Currently, soft-tissue fixation products that utilize “knot-less” technology and screws rely on an “interference-fit” for holding power between the screw and bone. In general, non-screw anchors have a pullout strength near 200 newtons, and screws can have upwards of 400 newtons of pullout strength.
The present disclosure allows for the introduction of a revolutionary type of surgical suture system, tissue restraints and tissue anchors. Related to the original application Ser. No. 12/912,313 and furthermore following C.I.P. application Ser. No. 13/281,963, this continuation-in-part offers the final engineering of the tissue restraint/capture and defines how this system can be incorporated into medical, veterinary or dental implants of any nature, whether for tissue repair, holding tissue to an implant or for stabilizing an implant in the body.
The '963 C.I.P. introduced various improvement over the initial '313 application which were related to the tissue restraint/capture design which included, in part, various geometries that could be utilized on the entrance and exit side of the tissue restraint/capture to keep the suture from traveling in a reverse direction. This approach uses a suture with protuberances that are not deformable and the locking mechanism uses various deformations of the tissue restraint/capture. Furthermore, further suture protuberance designs were introduced that could, alone, with their specially configured protuberances, prevent reverse movement after passing through a tissue restraint/capture or in conjunction with the geometry of the tissue restraint/capture achieve this goal. In that prior approach the suture's protuberances would deform.
A revolutionary type of anchor was also introduced for soft-tissue fixation to bone, a specialized bone screw that could be utilized as a bone screw, interference screw, but, which would have the suture with its specialized deformable protuberances travel through the screws in some fashion, with the suture protuberance design preventing reverse travel through the screw. These screws were designed to optimize pull-out strength.

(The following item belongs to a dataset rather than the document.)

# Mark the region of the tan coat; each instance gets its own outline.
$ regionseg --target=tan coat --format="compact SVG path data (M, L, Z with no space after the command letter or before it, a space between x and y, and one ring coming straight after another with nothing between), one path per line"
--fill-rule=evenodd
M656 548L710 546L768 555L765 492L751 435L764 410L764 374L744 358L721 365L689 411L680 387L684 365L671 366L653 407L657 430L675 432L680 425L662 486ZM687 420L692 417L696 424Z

This present continuation-in-part introduces our latest engineering improvements in the tissue restraint/capture. While the tissue restraints/captures in the first continuation-in-part, '963 application, were deformable, allowing a suture with protuberances to pass in one direction only, we discovered that the forces needed to pull the suture through the tissue restraint would not be greatly different than the forces preventing reverse movement, i.e., either too much force was needed to pull the suture through the tissue restraint/capture or the prevention of reverse movement back through the tissue restraint/capture was too little. This latest tissue restraint/capture solves these issues with very specific parameters. In addition, this continuation-in-part describes the specific nature how this latest tissue restraint/capture can be used alone, used in multiples and can be attached to a medical, veterinary or dental implant. Based upon the present disclosure, a “pipe-line” of products will be created using knot-less, self-locking interface as a technology development platform for all types of torn medical, veterinary or dental tissue and for attaching all types of tissue to medical, veterinary or dental implants.
The foregoing examples of the related art and limitations related therewith are intended to be illustrative and not exclusive. Other limitations of the related art will become apparent to those skilled in the art upon a reading of the specification and a study of the drawings.